I have 3 huge CSV files containing climate data, each about 5GB. The first cell in each line is the meteorological station's number (from 0 to about 100,000) each station contains from 1 to 800 lines in each file, which is not necessarily equal in all files. For example, Station 11 has 600, 500, and 200 lines in file1, file2, and file3 respectively. I want to read all the lines of each station, do some operations on them, then write results to another file, then the next station, etc. The files are too large to load at once in memory, so I tried some solutions to read them with minimal memory load, like this post and this post which include this method:
with open(...) as f:
for line in f:
<do something with line>
The problem with this method that it reads the file from the beginning every time, while I want to read files as follows:
for station in range (100798):
with open (file1) as f1, open (file2) as f2, open (file3) as f3:
for line in f1:
st = line.split(",")[0]
if st == station:
<store this line for some analysis>
else:
break # break the for loop and go to read the next file
for line in f2:
...
<similar code to f1>
...
for line in f3:
...
<similar code to f1>
...
<do the analysis to station, the go to next station>
The problem is that each time I start over to take next station, the for loop would start from the beginning, while I want it to start from where the 'Break' occurs at the nth line, i.e. to continue reading the file.
How can I do it?
Thanks in advance
Notes About the solutions below: As I mentioned below at the time I posted my answer, I implemented the answer of @DerFaizio but I found it very slow in processing.

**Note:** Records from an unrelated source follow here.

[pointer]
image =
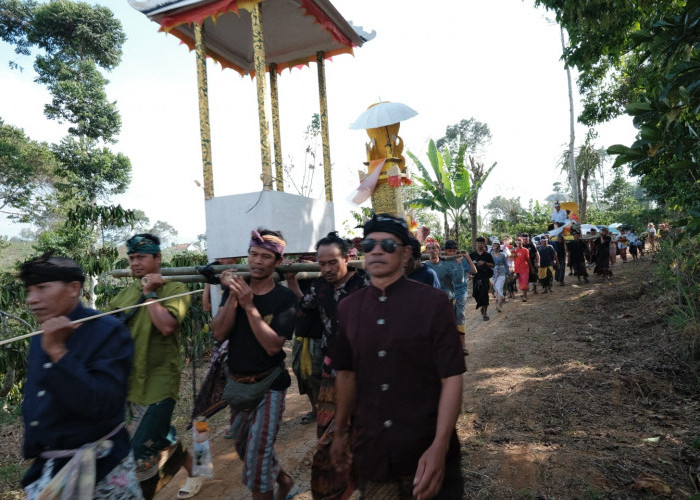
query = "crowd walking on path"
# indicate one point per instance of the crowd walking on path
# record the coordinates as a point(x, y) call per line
point(379, 351)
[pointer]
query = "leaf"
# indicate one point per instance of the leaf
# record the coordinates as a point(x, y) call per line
point(635, 108)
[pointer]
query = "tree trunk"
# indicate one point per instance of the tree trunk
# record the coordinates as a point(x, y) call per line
point(477, 173)
point(584, 197)
point(9, 382)
point(573, 178)
point(91, 296)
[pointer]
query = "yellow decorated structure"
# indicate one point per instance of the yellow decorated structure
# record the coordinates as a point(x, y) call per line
point(255, 38)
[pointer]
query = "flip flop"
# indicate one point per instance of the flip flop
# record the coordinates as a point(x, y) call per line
point(191, 487)
point(292, 493)
point(308, 418)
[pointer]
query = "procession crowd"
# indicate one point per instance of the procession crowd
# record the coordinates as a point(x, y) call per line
point(379, 352)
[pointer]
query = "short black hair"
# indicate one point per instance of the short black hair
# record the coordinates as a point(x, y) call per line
point(155, 239)
point(264, 232)
point(333, 238)
point(415, 248)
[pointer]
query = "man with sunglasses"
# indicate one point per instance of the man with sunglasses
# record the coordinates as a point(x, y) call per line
point(399, 366)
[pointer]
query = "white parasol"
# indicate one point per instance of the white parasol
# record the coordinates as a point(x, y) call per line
point(383, 114)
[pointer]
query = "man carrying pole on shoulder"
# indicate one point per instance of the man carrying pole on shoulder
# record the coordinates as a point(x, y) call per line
point(75, 391)
point(155, 377)
point(338, 281)
point(257, 319)
point(400, 368)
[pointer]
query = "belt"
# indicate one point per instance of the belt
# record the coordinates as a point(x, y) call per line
point(250, 378)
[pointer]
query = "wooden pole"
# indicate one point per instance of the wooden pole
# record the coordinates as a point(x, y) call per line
point(203, 93)
point(323, 100)
point(259, 59)
point(276, 135)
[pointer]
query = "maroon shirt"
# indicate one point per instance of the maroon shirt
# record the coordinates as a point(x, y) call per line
point(400, 345)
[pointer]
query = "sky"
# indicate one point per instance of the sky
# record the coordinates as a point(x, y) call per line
point(497, 61)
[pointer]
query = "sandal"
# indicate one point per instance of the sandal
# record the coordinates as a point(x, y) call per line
point(191, 487)
point(292, 493)
point(308, 418)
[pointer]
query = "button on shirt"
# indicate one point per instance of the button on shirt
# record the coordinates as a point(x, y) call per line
point(400, 348)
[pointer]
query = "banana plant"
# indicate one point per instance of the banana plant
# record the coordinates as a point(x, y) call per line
point(450, 187)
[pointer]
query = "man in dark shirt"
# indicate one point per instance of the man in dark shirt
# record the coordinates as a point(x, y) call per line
point(257, 319)
point(416, 270)
point(548, 262)
point(577, 255)
point(534, 260)
point(400, 371)
point(76, 388)
point(560, 248)
point(484, 270)
point(337, 282)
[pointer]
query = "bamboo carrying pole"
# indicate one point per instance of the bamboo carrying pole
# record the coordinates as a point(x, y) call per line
point(192, 273)
point(83, 320)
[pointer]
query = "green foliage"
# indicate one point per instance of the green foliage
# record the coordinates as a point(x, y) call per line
point(470, 133)
point(642, 58)
point(450, 188)
point(25, 167)
point(679, 270)
point(79, 97)
point(76, 30)
point(15, 319)
point(89, 172)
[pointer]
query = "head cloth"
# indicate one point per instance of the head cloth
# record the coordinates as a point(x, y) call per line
point(386, 223)
point(142, 244)
point(268, 242)
point(48, 268)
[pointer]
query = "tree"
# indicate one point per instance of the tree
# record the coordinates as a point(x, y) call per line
point(587, 160)
point(75, 41)
point(452, 188)
point(469, 132)
point(312, 137)
point(575, 191)
point(472, 136)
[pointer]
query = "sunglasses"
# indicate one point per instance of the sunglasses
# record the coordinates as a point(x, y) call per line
point(388, 218)
point(387, 245)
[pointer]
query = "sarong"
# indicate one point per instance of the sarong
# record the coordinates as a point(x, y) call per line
point(120, 484)
point(545, 275)
point(326, 482)
point(254, 433)
point(154, 441)
point(480, 291)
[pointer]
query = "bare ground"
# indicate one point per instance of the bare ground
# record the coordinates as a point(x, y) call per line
point(574, 395)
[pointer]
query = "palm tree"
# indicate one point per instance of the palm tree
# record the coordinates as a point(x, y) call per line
point(452, 188)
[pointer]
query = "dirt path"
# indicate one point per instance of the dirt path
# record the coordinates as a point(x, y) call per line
point(570, 395)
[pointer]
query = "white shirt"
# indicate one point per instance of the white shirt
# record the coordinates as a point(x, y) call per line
point(559, 216)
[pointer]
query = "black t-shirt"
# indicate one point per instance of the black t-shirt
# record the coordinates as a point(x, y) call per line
point(482, 271)
point(245, 354)
point(547, 254)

After I had tried the generator-based answer submitted by @PM_2Ring I found it very very fast. Maybe because it depends on Generators.
The difference between the two solutions can be noticed by the numbers of processed stations per minutes which are 2500 st/min for the generator based solution, and 45 st/min for the Pandas based solution. where the Generator based solution is >55 times faster.
I will keep both implementations below for reference. Many thanks to all contributors, especially @PM_2Ring.